Democracy soldiered on, throughout the ages, constantly being usurped by those who would wield absolute power over a nation. But in 1776, a group of colonies declared independence from the British Empire, and to prevent the peoples of these colonies from losing their hard fought power to a ruler again, they enacted the first modern constitution in 1789. It is from the United States’ Declaration of Independence that our constitution referenced the rights of “Life, Liberty and the pursuit of Happiness.”

But still, not everyone could vote. Universal male suffrage, whereby all adult males could vote, came only a short while after the US constitution was ratified, but from a radically different place. The First French Republic, established in 1792, was the first example, though tragically short lived – replaced by Napoleon’s French Empire. His empire’s Napoleonic Code also influenced laws worldwide. Only in 1893, barely 123 years ago, did universal suffrage (men as well as women) saunter onto the world stage, when it was first implemented by New Zealand. It spread, slowly but surely, to other democracies, with the last to grant suffrage to female voters being Switzerland, in 1990. 

But as democracy took hold over the world, subjects under absolute rulers became restless. For example, the Parliament of the United Kingdom, from which our own parliament derives its name, was originally established as an advisory body to a king with absolute power. But over the years, it had expanded and restricted the king’s power – most notably first with the Magna Carta of 1215 CE. But after the English Civil War, and the restoration of the monarchy after the Glorious Revolution of 1688, Parliament increasingly became the method whereby the legitimacy of a government of the king was determined. 

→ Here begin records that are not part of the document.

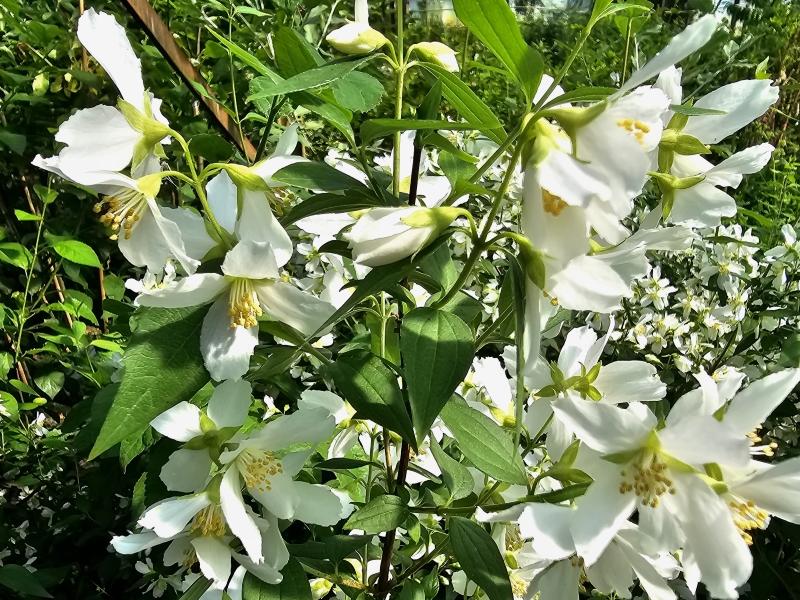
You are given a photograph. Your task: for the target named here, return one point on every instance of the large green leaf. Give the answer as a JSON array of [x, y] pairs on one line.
[[456, 476], [323, 204], [367, 383], [437, 349], [484, 442], [372, 129], [294, 586], [494, 23], [162, 367], [316, 176], [467, 102], [324, 75], [380, 514], [480, 558]]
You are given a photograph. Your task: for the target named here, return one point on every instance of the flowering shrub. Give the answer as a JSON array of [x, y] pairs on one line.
[[522, 360]]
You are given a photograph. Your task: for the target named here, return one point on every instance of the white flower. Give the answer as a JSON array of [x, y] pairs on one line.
[[104, 138], [382, 236], [357, 37], [439, 53], [148, 235], [250, 284]]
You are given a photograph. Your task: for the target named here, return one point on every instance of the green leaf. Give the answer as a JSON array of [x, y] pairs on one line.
[[196, 590], [323, 204], [437, 349], [18, 579], [495, 24], [316, 176], [480, 558], [324, 75], [163, 366], [77, 252], [467, 103], [484, 442], [367, 383], [294, 586], [380, 514], [372, 129], [456, 476], [358, 91]]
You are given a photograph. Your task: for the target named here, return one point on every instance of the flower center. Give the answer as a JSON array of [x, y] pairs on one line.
[[552, 203], [243, 306], [257, 467], [747, 516], [121, 211], [209, 522], [636, 127], [648, 478]]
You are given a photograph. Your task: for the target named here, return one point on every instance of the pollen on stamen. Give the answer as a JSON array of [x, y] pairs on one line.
[[257, 467], [243, 306], [648, 479], [552, 203], [209, 522], [636, 127]]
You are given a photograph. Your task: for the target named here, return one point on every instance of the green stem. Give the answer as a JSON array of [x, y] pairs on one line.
[[480, 243], [29, 276]]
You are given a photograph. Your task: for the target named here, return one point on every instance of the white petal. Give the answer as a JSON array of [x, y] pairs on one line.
[[701, 205], [548, 526], [712, 540], [230, 403], [98, 139], [775, 489], [222, 193], [169, 517], [751, 407], [588, 283], [186, 470], [743, 102], [285, 303], [317, 504], [251, 260], [196, 241], [200, 288], [135, 542], [180, 423], [107, 42], [257, 223], [241, 523], [701, 440], [604, 427], [682, 45], [629, 381], [214, 557], [226, 350]]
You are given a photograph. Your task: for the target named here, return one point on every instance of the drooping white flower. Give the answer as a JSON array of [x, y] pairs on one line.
[[148, 234], [250, 284], [357, 37], [105, 138]]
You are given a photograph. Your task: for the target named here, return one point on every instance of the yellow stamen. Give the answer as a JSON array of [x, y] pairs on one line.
[[243, 306]]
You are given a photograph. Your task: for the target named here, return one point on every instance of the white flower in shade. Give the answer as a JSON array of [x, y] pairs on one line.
[[250, 284], [105, 138], [382, 236], [439, 53], [579, 371], [267, 461], [660, 472], [188, 468], [357, 37], [148, 234]]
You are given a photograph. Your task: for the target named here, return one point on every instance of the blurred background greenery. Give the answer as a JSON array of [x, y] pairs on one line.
[[59, 317]]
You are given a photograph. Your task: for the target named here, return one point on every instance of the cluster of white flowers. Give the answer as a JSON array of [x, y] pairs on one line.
[[666, 491]]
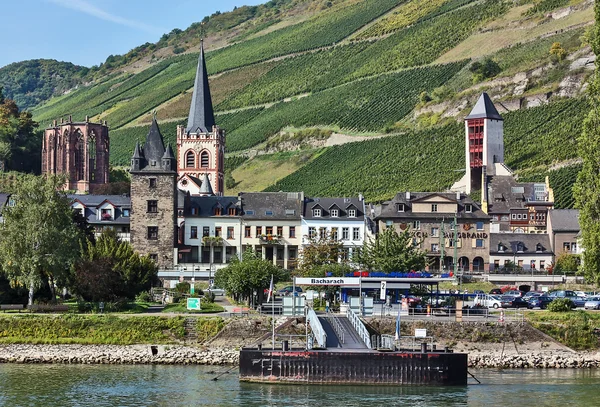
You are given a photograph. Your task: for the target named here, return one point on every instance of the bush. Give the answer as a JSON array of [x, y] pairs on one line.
[[561, 305]]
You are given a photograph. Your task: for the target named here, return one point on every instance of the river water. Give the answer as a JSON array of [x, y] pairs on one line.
[[128, 386]]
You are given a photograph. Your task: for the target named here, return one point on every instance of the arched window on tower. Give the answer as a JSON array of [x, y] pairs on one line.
[[92, 157], [190, 160], [204, 161]]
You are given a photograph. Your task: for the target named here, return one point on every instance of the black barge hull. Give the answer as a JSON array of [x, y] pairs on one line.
[[334, 367]]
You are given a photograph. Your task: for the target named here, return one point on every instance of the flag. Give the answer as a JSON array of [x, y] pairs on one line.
[[270, 290], [398, 325]]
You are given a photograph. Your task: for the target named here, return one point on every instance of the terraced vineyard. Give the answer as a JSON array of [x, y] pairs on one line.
[[423, 161], [365, 105]]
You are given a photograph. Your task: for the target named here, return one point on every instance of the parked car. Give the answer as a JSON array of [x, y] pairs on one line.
[[289, 289], [540, 301], [509, 301], [592, 303]]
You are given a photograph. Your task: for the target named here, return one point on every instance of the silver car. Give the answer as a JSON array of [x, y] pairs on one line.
[[592, 303]]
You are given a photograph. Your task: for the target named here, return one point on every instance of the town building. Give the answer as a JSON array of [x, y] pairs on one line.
[[271, 225], [78, 150], [514, 252], [340, 219], [104, 212], [450, 227], [154, 196], [201, 143]]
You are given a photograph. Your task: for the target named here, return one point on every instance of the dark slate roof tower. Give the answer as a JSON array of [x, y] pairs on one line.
[[154, 195], [201, 143]]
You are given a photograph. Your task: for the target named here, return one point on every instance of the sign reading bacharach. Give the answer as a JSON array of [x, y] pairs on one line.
[[341, 281]]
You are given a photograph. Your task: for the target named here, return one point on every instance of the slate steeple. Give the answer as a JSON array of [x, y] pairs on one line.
[[201, 118]]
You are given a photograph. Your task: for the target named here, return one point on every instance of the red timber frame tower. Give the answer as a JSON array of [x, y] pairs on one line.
[[201, 144]]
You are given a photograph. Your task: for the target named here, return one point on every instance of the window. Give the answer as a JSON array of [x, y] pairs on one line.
[[204, 159], [152, 206], [345, 233], [152, 232], [190, 159]]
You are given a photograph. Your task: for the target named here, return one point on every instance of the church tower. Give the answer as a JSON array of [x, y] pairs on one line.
[[201, 144], [154, 199], [484, 142], [78, 150]]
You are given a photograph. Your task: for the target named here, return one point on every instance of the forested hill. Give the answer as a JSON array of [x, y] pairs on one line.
[[31, 82], [295, 81]]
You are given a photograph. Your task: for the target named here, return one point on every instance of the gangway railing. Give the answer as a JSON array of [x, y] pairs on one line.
[[317, 329], [359, 327], [337, 326]]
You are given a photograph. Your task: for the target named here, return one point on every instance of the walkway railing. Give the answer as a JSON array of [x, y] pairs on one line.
[[337, 326], [359, 327], [317, 328]]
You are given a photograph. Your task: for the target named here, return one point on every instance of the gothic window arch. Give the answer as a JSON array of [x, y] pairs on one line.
[[204, 159], [190, 159]]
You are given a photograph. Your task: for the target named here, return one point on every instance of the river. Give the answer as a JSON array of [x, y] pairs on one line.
[[144, 385]]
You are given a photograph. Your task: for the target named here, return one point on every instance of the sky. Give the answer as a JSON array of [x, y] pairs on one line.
[[86, 32]]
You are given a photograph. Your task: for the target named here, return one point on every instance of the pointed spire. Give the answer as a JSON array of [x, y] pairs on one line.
[[484, 109], [201, 115], [206, 188], [154, 148]]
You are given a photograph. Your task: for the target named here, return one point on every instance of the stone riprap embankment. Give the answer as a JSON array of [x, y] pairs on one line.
[[535, 360], [116, 354]]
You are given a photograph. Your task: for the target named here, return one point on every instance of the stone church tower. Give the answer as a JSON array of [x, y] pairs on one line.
[[154, 199], [201, 144], [79, 150]]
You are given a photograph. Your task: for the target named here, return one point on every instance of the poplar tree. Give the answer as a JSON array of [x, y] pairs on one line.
[[587, 187]]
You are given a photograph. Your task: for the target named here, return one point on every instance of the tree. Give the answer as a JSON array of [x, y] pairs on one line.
[[585, 190], [557, 51], [392, 251], [112, 268], [241, 278], [38, 239]]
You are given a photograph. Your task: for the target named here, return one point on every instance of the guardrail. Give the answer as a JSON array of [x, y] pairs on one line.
[[317, 328], [337, 326], [359, 327]]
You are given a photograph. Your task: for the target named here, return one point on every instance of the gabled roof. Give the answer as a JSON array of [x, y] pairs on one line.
[[484, 109], [201, 118]]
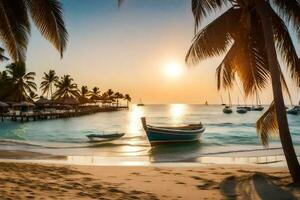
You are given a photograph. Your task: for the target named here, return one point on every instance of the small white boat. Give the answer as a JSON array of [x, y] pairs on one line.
[[104, 137]]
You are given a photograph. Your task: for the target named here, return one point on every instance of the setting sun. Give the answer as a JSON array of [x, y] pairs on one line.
[[173, 69]]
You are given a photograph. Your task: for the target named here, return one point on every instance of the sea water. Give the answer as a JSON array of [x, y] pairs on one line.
[[225, 134]]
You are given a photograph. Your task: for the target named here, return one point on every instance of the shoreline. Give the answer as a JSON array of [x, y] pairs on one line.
[[21, 156], [50, 181]]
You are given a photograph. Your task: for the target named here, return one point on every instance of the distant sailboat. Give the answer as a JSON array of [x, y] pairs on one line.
[[295, 110], [258, 106], [140, 103], [223, 104], [228, 109], [241, 109]]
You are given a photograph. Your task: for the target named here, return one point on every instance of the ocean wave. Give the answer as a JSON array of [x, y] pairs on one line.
[[229, 125]]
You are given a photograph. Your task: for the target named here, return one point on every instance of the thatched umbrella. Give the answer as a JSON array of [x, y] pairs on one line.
[[68, 100], [43, 101], [3, 107], [3, 104], [23, 104]]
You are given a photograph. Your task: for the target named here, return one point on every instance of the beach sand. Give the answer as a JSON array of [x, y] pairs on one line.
[[37, 181]]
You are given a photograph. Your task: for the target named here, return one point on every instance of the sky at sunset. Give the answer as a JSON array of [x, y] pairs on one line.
[[129, 49]]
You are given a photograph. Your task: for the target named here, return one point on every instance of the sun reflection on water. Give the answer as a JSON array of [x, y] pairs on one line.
[[177, 111], [135, 115]]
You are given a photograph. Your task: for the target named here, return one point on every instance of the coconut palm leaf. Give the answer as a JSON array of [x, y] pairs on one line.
[[267, 125], [120, 2], [202, 8], [66, 88], [14, 28], [19, 83], [286, 47], [47, 15], [290, 11], [225, 72], [215, 38], [2, 57], [49, 79]]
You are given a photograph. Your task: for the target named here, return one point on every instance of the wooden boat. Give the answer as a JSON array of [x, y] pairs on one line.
[[258, 106], [241, 110], [140, 103], [294, 111], [104, 137], [227, 110], [158, 135]]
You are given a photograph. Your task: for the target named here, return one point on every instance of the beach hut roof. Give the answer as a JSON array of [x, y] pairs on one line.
[[68, 101], [43, 100], [3, 104], [24, 103]]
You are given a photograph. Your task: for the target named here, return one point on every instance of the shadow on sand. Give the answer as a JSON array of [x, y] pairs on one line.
[[255, 186], [178, 152]]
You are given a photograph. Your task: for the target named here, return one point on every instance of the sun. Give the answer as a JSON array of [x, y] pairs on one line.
[[173, 69]]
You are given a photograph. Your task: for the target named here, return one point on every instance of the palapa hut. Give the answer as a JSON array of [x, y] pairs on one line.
[[3, 107], [23, 106], [43, 103], [67, 102]]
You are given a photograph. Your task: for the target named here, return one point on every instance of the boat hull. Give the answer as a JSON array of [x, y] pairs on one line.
[[241, 110], [162, 136], [103, 138], [227, 110]]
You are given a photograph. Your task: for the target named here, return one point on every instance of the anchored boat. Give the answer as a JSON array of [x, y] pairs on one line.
[[227, 109], [241, 110], [104, 137], [158, 135]]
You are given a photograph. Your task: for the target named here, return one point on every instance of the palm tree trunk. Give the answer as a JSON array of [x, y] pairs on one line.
[[284, 131]]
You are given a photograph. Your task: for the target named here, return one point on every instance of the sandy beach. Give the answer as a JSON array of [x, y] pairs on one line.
[[37, 181]]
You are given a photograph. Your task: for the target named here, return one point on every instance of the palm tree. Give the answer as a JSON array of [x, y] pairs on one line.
[[118, 96], [84, 91], [249, 33], [15, 25], [19, 84], [66, 88], [48, 81], [2, 57], [128, 99], [95, 93], [110, 92], [33, 96]]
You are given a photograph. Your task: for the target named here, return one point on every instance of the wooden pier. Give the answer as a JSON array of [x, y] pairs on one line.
[[57, 114]]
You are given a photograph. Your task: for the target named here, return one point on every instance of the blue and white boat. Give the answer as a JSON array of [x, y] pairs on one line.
[[159, 135]]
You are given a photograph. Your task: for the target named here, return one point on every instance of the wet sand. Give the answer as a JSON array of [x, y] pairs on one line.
[[37, 181]]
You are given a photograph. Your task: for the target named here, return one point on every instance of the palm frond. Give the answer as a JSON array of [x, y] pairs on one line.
[[286, 47], [48, 17], [267, 125], [225, 72], [120, 2], [202, 8], [290, 11], [14, 28], [284, 85], [215, 38]]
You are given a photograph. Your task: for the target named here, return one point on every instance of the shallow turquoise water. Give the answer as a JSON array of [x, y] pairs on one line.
[[224, 133]]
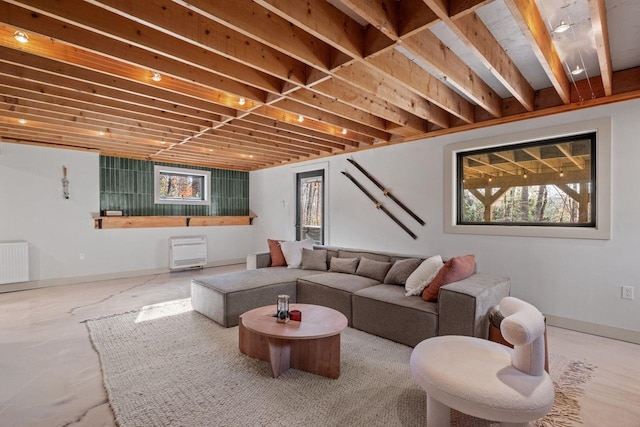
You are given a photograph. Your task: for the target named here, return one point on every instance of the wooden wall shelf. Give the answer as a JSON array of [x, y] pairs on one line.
[[104, 222]]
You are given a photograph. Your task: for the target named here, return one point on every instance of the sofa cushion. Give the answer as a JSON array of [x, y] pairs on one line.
[[342, 281], [401, 270], [385, 311], [423, 275], [343, 265], [359, 254], [277, 257], [455, 269], [314, 259], [293, 251], [376, 270]]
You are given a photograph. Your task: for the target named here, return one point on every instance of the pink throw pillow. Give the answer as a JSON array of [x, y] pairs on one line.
[[455, 269], [277, 257]]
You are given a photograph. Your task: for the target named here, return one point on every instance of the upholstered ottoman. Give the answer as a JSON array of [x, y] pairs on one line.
[[485, 379], [224, 297]]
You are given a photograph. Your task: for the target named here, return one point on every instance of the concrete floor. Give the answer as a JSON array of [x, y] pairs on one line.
[[50, 375]]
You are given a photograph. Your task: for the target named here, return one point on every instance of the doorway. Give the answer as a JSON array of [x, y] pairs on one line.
[[310, 206]]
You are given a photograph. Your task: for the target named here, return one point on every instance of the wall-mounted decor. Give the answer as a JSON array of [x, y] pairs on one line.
[[379, 205], [65, 183], [386, 191], [128, 185]]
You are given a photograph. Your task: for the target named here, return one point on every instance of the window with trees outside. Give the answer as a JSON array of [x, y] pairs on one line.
[[181, 186], [543, 183]]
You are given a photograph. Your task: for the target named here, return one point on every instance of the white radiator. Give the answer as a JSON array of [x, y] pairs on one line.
[[187, 252], [14, 262]]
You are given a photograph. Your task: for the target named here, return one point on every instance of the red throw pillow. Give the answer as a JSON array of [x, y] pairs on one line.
[[277, 257], [455, 269]]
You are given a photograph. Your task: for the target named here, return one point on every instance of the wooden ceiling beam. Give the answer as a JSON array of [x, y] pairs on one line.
[[601, 32], [282, 116], [98, 82], [251, 145], [99, 112], [306, 133], [429, 49], [476, 36], [528, 18], [177, 21], [365, 101], [64, 96], [413, 77], [275, 131], [26, 109], [332, 26], [371, 80], [324, 21], [241, 132], [130, 41], [266, 27], [338, 122], [333, 106]]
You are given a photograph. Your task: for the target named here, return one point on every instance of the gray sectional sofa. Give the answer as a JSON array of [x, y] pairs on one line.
[[368, 304]]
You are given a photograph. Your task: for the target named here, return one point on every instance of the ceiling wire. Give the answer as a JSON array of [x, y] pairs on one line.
[[575, 39]]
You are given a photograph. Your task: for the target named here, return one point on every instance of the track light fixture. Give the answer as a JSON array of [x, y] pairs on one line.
[[577, 71], [562, 27], [21, 37]]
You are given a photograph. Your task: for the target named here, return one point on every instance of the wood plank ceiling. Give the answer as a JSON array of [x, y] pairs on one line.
[[251, 84]]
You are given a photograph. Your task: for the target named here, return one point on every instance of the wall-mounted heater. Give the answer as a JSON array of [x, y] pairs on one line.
[[14, 262], [187, 252]]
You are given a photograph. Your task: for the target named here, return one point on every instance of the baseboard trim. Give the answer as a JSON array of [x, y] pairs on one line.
[[37, 284], [594, 329]]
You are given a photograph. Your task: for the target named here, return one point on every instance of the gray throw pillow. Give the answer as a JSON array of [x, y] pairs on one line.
[[314, 259], [343, 265], [401, 270], [376, 270]]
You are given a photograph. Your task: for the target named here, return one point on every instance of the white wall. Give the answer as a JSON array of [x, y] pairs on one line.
[[573, 279], [32, 208]]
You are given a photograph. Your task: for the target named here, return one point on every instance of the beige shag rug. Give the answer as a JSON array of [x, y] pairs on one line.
[[167, 365]]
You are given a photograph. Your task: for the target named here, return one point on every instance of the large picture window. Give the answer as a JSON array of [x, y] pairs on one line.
[[553, 182], [542, 183], [181, 186]]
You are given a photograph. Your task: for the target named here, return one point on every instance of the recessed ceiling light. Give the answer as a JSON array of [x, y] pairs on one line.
[[21, 37], [577, 71], [562, 27]]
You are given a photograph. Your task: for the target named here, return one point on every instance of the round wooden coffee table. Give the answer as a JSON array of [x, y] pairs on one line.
[[311, 345]]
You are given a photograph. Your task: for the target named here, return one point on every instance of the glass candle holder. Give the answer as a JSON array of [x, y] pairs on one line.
[[282, 306]]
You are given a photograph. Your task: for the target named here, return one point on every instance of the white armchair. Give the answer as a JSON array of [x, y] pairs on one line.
[[485, 379]]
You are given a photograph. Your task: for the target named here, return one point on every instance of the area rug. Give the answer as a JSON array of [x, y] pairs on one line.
[[167, 365]]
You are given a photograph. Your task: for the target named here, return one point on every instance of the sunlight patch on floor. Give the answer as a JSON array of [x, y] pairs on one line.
[[164, 309]]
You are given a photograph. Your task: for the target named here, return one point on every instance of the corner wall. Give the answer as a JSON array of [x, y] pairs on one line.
[[32, 208], [576, 282]]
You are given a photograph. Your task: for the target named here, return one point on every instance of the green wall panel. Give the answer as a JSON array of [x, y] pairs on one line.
[[127, 185]]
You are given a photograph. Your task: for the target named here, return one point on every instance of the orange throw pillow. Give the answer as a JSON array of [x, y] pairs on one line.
[[277, 257], [455, 269]]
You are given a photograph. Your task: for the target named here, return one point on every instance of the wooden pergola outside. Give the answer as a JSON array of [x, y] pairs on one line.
[[489, 175]]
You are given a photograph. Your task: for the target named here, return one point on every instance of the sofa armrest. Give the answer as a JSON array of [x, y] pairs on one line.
[[258, 260], [463, 306]]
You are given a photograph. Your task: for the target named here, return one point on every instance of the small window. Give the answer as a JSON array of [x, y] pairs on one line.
[[543, 183], [181, 186]]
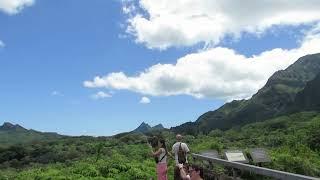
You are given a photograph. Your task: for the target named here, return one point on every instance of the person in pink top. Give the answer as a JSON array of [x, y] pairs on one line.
[[161, 159]]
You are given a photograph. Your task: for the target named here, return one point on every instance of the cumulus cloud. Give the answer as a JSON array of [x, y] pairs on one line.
[[14, 6], [145, 100], [56, 93], [212, 73], [100, 95], [166, 23], [2, 45]]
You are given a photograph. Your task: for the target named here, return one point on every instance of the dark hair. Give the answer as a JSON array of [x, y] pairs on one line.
[[163, 142], [198, 168]]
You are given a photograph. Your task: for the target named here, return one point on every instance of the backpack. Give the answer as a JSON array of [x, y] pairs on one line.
[[157, 158], [181, 155]]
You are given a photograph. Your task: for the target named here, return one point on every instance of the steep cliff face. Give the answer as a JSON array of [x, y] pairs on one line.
[[271, 100]]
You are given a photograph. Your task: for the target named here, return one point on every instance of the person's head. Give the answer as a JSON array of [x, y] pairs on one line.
[[195, 172], [179, 137]]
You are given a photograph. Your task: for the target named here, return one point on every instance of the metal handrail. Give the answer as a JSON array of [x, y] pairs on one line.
[[255, 169]]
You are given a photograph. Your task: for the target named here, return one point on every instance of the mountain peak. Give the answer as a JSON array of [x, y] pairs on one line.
[[10, 126], [158, 127], [144, 127]]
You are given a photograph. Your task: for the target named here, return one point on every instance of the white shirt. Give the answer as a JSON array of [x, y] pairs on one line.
[[175, 150], [162, 154]]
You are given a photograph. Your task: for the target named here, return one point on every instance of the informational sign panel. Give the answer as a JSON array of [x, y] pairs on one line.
[[210, 153], [235, 156], [259, 155]]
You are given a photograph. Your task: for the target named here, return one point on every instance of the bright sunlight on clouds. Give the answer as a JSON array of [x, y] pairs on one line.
[[213, 73], [14, 6]]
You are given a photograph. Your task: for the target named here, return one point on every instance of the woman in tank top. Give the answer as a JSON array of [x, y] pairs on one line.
[[161, 155]]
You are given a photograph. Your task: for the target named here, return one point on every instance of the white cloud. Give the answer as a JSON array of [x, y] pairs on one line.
[[2, 45], [166, 23], [145, 100], [14, 6], [56, 93], [100, 95], [215, 73]]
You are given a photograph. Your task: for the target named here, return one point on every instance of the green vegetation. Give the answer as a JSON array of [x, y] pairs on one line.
[[292, 141]]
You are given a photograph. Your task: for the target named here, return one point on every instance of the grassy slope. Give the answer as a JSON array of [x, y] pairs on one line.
[[293, 143]]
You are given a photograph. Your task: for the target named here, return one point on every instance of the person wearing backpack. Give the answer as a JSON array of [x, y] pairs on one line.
[[161, 160], [180, 150]]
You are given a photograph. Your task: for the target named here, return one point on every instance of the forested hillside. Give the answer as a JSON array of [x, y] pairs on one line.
[[274, 99], [292, 141]]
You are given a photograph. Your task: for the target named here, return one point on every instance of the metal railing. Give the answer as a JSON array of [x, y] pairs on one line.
[[254, 169]]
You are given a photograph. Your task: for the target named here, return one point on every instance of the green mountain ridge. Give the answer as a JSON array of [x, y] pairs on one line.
[[15, 134]]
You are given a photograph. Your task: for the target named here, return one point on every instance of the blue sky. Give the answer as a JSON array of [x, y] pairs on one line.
[[102, 67]]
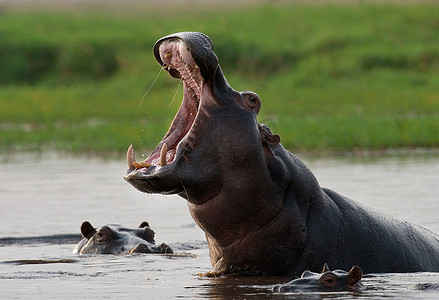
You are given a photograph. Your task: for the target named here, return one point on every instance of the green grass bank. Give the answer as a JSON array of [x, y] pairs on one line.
[[331, 77]]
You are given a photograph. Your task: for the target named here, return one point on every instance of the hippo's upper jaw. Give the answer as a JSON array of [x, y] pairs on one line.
[[173, 163]]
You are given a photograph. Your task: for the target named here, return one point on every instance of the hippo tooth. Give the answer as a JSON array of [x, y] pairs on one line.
[[131, 158], [163, 155]]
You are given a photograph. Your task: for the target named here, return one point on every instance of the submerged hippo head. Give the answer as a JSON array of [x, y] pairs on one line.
[[115, 239], [337, 280]]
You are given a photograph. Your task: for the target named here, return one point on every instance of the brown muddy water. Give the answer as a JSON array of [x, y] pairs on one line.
[[45, 198]]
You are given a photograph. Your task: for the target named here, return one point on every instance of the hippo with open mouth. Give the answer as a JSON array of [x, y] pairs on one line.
[[262, 210], [327, 281], [116, 239]]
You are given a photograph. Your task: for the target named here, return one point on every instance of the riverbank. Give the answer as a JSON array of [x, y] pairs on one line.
[[332, 78]]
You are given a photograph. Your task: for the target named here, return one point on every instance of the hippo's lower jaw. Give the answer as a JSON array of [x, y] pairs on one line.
[[145, 175]]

Throughout the 18th and 19th century, the power of the king was gradually diminished, and parliament emerged as the ultimate authority. And as the British Empire expanded across the world, the concept of representative democracy was spread as well. But since this form of democracy originated from an absolute rule regime, it had inherited a flaw from that regime as well. The concept of parliamentary sovereignty. 

In essence, this gives parliament absolute authority over all of government. Parliament can make laws concerning everything, and cannot bind future parliaments by its laws. No judge can overrule acts of parliament. This means that the current parliament of the United Kingdom can rescind any right or protection granted to its citizens by previous parliaments. I trust the danger of this is clear.

When the time therefore came for the Constituent Assembly to construct the basis of what would form our nation, they already had very clear examples to emulate and pitfalls to avoid. Instead of a sovereign parliament, we have a government split into executive, legislative and executive branches. Universal suffrage was implemented from day one. And while our constitution can be amended so as to enable it to remain a living document like the United States Constitution, we elected to entrench the basic rights of our citizens in Article 131, which states: “No repeal or amendment of any of the provisions of Chapter 3 hereof, in so far as such repeal or amendment diminishes or detracts from the fundamental rights and freedoms contained and defined in that Chapter, shall be permissible under this Constitution, and no such purported repeal or amendment shall be valid or have any force or effect.”

I highly recommend that every citizen at least once avails him or herself of the opportunity to read our constitution. If you need more background, there is no more informative work that details its construction than “State Formation in Namibia: Promoting Democracy and Good Governance” by His Excellency Dr Hage Geingob – his doctoral thesis. 

No structure built can stand for long if it does not have a solid foundation. The same is true for a nation. And as structural engineers will tell you, no one can extend and built atop an existing structure without first examining its foundations to see if it is strong enough to support it. The same is true of a nation. That is what Constitution Day is all about. If we want to continue to build a strong and proud nation, we need to know the foundations it is built upon, or we shall surely fail.